Since our founding in 2014, we have invested in building a foundation of chemistry and biology expertise to drive innovative drug discovery and development. We believe these internal capabilities allow us to gain insights into disease targets and mechanisms and more quickly and purposefully design therapies with characteristics that we view as key to safety and efficacy.
Our most advanced program targets the farnesoid X receptor, or FXR, which is central to modulating liver and GI diseases. FXR agonism has been investigated in large-scale clinical trials and has shown clinically relevant improvements in non-alcoholic steatohepatitis, or NASH, a liver disease characterized by excess liver fat, inflammation and fibrosis. We believe that potency, sustained exposure and continuous target engagement are key to optimizing therapeutic benefit with an FXR targeted therapy. Leveraging our extensive chemistry and biology expertise, we have built a proprietary library of over 2,500 FXR compounds, and have selected two novel, oral FXR candidates from a unique chemical scaffold, MET409 and MET642, that have the potential to deliver improved tolerability and therapeutic outcomes. MET409 and MET642 were purposefully designed to be differentiated treatments for NASH as potent, sustained FXR agonists, with the ability to be dosed orally once daily. With our program, we believe we can be the leader in developing differentiated FXR agonist therapies for NASH and other GI diseases.
Step 1 of 4
The FXR drug (agonist) is taken orally and travels through the stomach to the intestine. In the intestine the FXR agonist binds to and activates the FXR receptor.
Step 2 of 4
FXR receptor activation causes cells in the intestine to release a protein called FGF19 which travels to the liver
Step 3 of 4
Once in the liver FGF19, binds to its receptor and causes a decrease in the synthesis of bile acids.
Step 4 of 4
In addition to the intestine, the FXR agonist also activates FXR receptors in the liver which can provide additional regulation of bile acid synthesis and maintenance of the bile acid pool.
MET409 has been investigated in a Phase 1b proof-of-concept clinical trial in NASH patients, in which it demonstrated notable improvements in NASH biomarkers after 12 weeks of treatment. To evaluate the potential of our FXR program as the backbone of combination therapy in NASH, we are evaluating MET409 in a Phase 2a combination trial with empagliflozin (Jardiance®), a sodium-glucose cotransport-2 (SGLT2) inhibitor, in patients with both type 2 diabetes mellitus (T2DM) and NASH. Type 2 diabetes and NASH co-exist in many patients, with abnormal liver fat content being present in up to 70%, and biopsy-proven NASH detected in 20%, of type 2 diabetic patients. We are continuing to evaluate other potential combination clinical trials with MET409 in NASH, as well as developing MET409 as a monotherapy.

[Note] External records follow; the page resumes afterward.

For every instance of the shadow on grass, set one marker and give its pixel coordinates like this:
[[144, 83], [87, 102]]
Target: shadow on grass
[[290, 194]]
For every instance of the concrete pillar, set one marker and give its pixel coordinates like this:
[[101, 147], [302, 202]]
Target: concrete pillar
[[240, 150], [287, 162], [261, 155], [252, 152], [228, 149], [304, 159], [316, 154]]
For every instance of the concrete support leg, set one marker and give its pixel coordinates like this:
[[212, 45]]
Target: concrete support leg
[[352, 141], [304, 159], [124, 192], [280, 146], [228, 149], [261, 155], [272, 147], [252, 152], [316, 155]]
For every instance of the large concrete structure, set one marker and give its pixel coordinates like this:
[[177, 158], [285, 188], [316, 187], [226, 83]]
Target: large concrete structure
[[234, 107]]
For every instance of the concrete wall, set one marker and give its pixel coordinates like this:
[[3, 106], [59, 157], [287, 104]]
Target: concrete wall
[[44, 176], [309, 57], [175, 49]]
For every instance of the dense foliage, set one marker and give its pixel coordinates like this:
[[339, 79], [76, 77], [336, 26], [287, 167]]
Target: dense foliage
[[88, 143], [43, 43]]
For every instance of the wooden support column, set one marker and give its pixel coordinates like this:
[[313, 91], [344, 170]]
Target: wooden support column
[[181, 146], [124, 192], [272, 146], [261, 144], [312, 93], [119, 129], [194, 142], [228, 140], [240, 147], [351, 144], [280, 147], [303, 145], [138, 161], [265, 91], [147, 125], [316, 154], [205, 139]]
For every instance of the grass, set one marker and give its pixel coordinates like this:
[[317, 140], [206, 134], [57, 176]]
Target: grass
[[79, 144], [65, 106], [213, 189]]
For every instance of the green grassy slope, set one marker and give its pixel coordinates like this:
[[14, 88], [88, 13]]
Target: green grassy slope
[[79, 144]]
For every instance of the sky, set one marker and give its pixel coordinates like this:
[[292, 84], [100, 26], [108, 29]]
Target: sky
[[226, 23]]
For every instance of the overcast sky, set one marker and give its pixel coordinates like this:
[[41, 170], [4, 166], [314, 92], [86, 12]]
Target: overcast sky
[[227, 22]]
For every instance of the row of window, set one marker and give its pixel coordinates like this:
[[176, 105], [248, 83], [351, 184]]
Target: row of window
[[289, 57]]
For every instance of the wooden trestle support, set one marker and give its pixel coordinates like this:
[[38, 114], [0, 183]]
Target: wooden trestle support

In addition to MET409, we are evaluating a second FXR candidate, MET642, which originates from the same base chemotype as MET409, and has shown comparable FXR target engagement and pharmacology in preclinical studies, as well as increased potency and differentiated pharmaceutical properties. We completed a Phase 1 clinical trial of MET642 in healthy volunteers, in which treatment with MET642 was safe and generally well-tolerated and demonstrated a sustained pharmacokinetic (PK) profile and robust FXR target engagement after 14 days of daily oral dosing in healthy participants. With the completion of the Phase 1 trial, we are now evaluating MET642 in a Phase 2a, 16-week, randomized, placebo-controlled trial in patients with NASH. We anticipate selecting a candidate of MET409 or MET642 for a Phase 2b monotherapy biopsy trial in NASH as early as in the second half of 2021 and beginning that trial as early as the end of 2021 if the candidate is MET409 or the first half of 2022 if the candidate is MET642.

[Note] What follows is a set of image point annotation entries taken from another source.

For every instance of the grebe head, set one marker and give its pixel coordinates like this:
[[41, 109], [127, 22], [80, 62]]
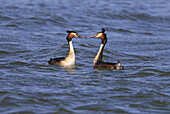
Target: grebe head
[[72, 34], [100, 35]]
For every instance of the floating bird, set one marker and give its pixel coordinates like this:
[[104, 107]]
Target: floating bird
[[70, 59], [98, 61]]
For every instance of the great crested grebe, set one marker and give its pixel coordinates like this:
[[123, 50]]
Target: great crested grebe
[[70, 59], [98, 61]]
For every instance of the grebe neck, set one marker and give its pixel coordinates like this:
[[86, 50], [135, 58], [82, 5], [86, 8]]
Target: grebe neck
[[70, 59], [99, 55]]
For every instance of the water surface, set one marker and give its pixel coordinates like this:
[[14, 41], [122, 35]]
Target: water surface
[[33, 31]]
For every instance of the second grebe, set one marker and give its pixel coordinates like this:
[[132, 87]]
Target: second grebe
[[70, 59], [98, 61]]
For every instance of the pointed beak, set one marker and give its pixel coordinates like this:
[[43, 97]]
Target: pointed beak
[[81, 37], [91, 36]]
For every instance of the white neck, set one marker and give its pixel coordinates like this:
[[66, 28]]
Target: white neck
[[99, 54], [70, 59]]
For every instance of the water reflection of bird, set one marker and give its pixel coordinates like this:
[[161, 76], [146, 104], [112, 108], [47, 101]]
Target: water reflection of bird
[[70, 59], [98, 61]]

We also plan to develop our FXR product candidates as potential treatments for GI diseases affecting large patient populations with high unmet need and to opportunistically explore other disease areas. We intend to pursue development of our FXR agonist product candidates for the treatment of Inflammatory Bowel Disease, or IBD, including Ulcerative Colitis, or UC, and Crohn’s disease, as we believe FXR plays a key role in the disease process of IBD. We believe an oral, once-daily therapy with FXR agonists could be an attractive treatment option for UC patients that may prefer oral administration instead of injectable biologics that are cumbersome to administer chronically. In preclinical studies of our FXR agonists, we have observed improvement in colon inflammation on a level similar to that of injectable biologics currently used for treatment. We intend to submit an investigational new drug application, or IND, in the first half of 2022 and initiate a Phase 2a proof-of concept clinical trial of either MET409 or MET642 for the treatment of UC in the first half 2022. We plan to use the Phase 1 clinical trial data in healthy volunteers and clinical data in NASH to help inform our IBD development program.